I wonder if it'd be feasible to have a much smaller model that could go in and correct these meshing issues that require simpler reasoning?
hm maybe but correction/issue detection is a much harder task for models. If you pipe back the errors in it could work, but personally still see Fast Apply as the better approach
1) Raw inference speed matters more than incremental accuracy gains for dev UX—agree or disagree?
Yeah, I love reviewing and debugging thousands of lines of buggy and dirty AI generated code. Who cannot love it?
key word incremental - for fast apply to be useful it should be so fast and accurate that most people don't realize there's a model there at all
It would be great to have an integration with Aider or OpenCode.
working on it
Gotta try this, maybe even a obsidian plugin?
say more! We're in the smart composer plugin, but the integration is out of date
Nice! Will give it a try. Congrats on the launch
thanks, let us know how it goes
Sounds interesting, but I imagine all the big players (Cursor, Windsurf, and maybe even OpenAI/Anthropic) will achieve something similar very quickly in their tools first-party, which will decimate the company. And I don't get the API part of this -- at the end of the day people use those IDEs, and I don't see developers/companies want to send their code to yet another endpoint.

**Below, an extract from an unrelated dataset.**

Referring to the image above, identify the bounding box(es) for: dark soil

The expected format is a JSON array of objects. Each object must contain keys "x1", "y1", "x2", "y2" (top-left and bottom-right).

Perhaps - Cursor does this in house. I see the coding agent space being large as we shift into a market of on-demand software.
Sending code externally is meh especially for companies with tight security rules. We do self-hosting for them in their infra
Is this similar to Gemini Diffusion? Thanks
No, we use autoregressive llms. Diffusion models would be super interesting here. Mercury is doing some interesting work with diffusion in code gen but still too early to tell if it'll get good enough for production usage
Yeah sounds like exactly what we need
I don't think this makes any sense as a standalone product, but I wish I had it in my claude code and aider as an intermediate step right away. The latter tool, while less popular, already supports _exactly_ this workflow in the architect mode — a good candidate to be your first integration, I think.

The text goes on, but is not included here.